厚狭地区複合施設整備、どうなる?

建て替えに向け、「45年間ありがとう」の看板が掲げられている山陽総合事務所

山陽小野田市議会6月定例会で焦点となった厚狭地区複合施設整備事業。市民合意の観点から、市一般会計補正予算に掲げられていた今年度の事業費2億4660万円は、予備費に計上することで修正可決されたが、合併特例債活用事業として着工がずれ込むと、建設自体に大きな影響が生じることも考えられる。市は12日に市民ワークショップ参加者へ報告会を開き、合意を得たい意向。地区住民からは市と市議会の対応に注目が寄せられている。

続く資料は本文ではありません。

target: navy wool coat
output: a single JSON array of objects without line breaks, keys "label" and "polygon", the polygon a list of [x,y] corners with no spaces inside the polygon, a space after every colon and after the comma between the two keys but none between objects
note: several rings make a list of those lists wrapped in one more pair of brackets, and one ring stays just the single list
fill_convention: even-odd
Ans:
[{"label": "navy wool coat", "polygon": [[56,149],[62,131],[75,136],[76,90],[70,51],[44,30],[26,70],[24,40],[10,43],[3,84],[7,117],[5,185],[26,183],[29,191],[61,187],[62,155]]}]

同事業は厚狭地区の公共施設の老朽化に伴う施設の整備、再編で、山陽総合事務所敷地内に同事務所、厚狭公民館、厚狭図書館、保健センターの機能を持った複合施設を建設する。総事業費は約13億8000万円。
市は昨年10月から5回の市民ワークショップを開催したが、5月のワークショップ参加者への説明会では基本設計への不満が聞かれた。市議会には定例会に先駆けて、厚狭図書館友の会からは図書館の在り方についての請願が出された。
市議会総務文教常任委員会では、友の会の代表者からの参考人聴取などを踏まえ「市民の声が十分に反映されていない」と判断。いったんは補正予算から同事業費を除いた修正案を可決したが、再審査で予備費に計上するという再度の修正可決となった。
事業は合併特例債の活用に向け、市町合併時から10年間の「新市まちづくり計画」に盛り込んで、国に申請。期限となる来年度末までの事業完了を目標に、実施設計の策定など7月からの着手を目指していた。
9月定例会での議決を待つと、日程的に来年度末までの完成は困難。特例債の活用は東日本大震災の発生により、5年間の延長措置が設けられたが、新たなまちづくり計画を策定しての再申請が必要となる。
また、来年度以降に持ち越した場合、特定財源の一つとして挙げていた県の中山間地域づくり総合支援事業補助金が下りなくなるなど、国や県からの補助金も不透明だ。市民病院やごみ処理施設の建設といった大型事業も本格化するため、財源の確保が困難となる。
来年度末までの完成を目指すには、市民合意を得た上で、今月中にも市議会の臨時会を招集し、予備費に計上した事業費を原案に戻した補正予算を上程することも考えられる。臨時会か、持ち越しか。早急な決断が求められている。